InFlectis BioScience has announced the publication of a groundbreaking study in the peer-reviewed journal Life Science Alliance, showcasing the therapeutic potential of IFB-088 in treating amyotrophic lateral sclerosis (ALS). The study, titled 'Sephin1 reduces TDP-43 cytoplasmic mislocalization and improves motor neuron survival in ALS models,' provides preclinical evidence that IFB-088, a modulator of the Unfolded Protein Response (UPR), significantly mitigates the pathological hallmarks of ALS.

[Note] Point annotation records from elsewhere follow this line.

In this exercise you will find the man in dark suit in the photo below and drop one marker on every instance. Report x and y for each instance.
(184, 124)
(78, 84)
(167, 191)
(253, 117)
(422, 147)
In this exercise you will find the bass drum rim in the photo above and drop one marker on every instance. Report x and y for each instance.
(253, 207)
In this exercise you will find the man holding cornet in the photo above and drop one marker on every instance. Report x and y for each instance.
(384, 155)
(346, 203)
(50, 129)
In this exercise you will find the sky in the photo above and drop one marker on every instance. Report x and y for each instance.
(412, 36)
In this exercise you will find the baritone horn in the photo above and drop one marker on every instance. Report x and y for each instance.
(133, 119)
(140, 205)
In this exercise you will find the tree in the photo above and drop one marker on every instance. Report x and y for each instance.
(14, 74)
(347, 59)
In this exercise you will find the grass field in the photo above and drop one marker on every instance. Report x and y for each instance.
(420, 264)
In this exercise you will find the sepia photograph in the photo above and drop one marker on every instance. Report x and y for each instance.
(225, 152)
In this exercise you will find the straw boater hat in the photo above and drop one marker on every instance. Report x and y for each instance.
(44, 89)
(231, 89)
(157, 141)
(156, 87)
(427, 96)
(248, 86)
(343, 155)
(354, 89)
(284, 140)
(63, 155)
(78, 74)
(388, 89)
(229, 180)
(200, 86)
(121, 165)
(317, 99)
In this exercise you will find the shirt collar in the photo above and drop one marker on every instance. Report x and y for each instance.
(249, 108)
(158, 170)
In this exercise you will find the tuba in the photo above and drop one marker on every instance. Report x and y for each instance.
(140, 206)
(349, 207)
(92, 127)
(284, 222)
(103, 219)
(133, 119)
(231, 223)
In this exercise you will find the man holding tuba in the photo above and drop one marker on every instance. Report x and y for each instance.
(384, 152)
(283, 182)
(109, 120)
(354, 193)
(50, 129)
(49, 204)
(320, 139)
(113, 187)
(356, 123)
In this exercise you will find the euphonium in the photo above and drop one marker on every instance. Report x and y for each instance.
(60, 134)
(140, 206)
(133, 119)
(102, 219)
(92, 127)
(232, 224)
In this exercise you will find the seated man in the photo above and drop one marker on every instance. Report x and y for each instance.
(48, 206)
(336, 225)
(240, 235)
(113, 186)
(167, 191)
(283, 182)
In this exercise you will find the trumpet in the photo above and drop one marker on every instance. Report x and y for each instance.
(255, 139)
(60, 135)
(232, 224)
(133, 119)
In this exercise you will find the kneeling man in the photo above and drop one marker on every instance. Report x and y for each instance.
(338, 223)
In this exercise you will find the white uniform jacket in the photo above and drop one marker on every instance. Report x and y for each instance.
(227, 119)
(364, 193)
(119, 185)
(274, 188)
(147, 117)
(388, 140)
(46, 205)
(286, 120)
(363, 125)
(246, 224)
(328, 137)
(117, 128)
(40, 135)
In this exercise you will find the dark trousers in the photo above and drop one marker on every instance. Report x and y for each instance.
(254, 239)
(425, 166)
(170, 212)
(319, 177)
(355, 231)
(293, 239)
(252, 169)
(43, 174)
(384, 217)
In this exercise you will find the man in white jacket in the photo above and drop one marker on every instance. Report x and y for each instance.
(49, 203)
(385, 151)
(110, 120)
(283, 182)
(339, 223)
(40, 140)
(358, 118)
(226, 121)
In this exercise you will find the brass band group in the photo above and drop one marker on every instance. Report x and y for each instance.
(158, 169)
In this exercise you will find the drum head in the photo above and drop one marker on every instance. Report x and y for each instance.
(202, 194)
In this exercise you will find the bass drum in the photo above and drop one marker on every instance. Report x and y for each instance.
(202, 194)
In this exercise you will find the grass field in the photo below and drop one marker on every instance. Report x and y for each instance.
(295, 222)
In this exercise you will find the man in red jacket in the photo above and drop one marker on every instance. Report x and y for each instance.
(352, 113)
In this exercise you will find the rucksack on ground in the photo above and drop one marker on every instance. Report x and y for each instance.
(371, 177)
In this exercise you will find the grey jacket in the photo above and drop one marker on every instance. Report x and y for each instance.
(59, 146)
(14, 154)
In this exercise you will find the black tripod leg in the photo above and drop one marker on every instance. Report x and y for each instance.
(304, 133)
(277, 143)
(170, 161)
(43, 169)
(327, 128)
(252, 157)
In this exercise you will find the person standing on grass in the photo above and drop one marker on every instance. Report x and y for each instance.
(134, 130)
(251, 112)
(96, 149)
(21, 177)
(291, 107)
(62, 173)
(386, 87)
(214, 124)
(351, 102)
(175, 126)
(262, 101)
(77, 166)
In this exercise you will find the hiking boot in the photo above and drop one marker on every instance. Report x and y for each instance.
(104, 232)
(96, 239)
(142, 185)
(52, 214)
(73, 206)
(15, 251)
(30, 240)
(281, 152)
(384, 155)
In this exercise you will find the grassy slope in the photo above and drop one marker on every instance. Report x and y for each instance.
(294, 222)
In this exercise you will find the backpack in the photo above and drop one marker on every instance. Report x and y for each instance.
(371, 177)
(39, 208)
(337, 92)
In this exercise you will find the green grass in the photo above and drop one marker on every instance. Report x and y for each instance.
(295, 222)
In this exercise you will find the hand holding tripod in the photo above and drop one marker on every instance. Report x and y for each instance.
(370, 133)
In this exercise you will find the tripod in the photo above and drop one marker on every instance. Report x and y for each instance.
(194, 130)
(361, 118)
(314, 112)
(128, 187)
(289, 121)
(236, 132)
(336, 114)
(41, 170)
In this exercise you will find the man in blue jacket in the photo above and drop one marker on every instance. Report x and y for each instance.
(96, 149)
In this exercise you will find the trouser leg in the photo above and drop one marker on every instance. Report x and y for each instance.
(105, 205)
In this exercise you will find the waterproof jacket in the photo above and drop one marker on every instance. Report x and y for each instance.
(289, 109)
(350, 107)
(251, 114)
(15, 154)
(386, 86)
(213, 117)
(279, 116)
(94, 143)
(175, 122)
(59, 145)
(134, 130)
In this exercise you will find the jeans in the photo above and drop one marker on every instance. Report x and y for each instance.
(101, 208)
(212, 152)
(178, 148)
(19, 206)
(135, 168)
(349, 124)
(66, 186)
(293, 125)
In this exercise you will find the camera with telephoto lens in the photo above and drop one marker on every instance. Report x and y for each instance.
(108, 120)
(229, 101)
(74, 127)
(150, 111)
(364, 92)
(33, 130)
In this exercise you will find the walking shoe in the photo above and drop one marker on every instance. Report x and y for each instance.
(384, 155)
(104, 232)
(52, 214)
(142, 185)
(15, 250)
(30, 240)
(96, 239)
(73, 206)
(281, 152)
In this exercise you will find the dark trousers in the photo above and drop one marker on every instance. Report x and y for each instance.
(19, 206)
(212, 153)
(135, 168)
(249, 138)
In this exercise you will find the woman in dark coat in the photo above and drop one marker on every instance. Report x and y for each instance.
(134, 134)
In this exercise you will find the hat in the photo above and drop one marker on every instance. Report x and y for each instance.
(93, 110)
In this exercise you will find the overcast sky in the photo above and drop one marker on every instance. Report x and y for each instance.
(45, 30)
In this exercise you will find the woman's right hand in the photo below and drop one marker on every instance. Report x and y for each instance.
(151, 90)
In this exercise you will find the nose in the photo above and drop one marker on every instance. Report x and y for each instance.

The research, conducted in collaboration with leading European academic and clinical institutions, demonstrates that IFB-088 reduces cytoplasmic mislocalization of TDP-43, a feature present in 97% of ALS cases, and decreases abnormal RNA splicing linked to TDP-43 nuclear loss of function. These findings suggest a novel approach to ALS therapy, targeting the cellular stress response to offer broader therapeutic benefits than current treatments focusing on single genes.
Dr. Emmanuelle Abgueguen, the study's lead author, emphasized the significance of IFB-088's mechanism of action, which addresses the root cause of TDP-43 proteinopathy. The study's results, showing improved motor neuron survival and function in various ALS models, including SOD1G93A mice and TDP-43 transgenic zebrafish, underscore the compound's potential as a disease-modifying therapy.
InFlectis BioScience is advancing IFB-088 through clinical development, with a recently completed Phase II trial in bulbar-onset ALS patients. Dr. Pierre Miniou, COO of InFlectis BioScience, highlighted the importance of securing partnerships to finance upcoming Phase 2B clinical trials, crucial for bringing IFB-088 to patients in need. The full study is available via the Life Science Alliance website, marking a significant step forward in the quest for effective ALS treatments.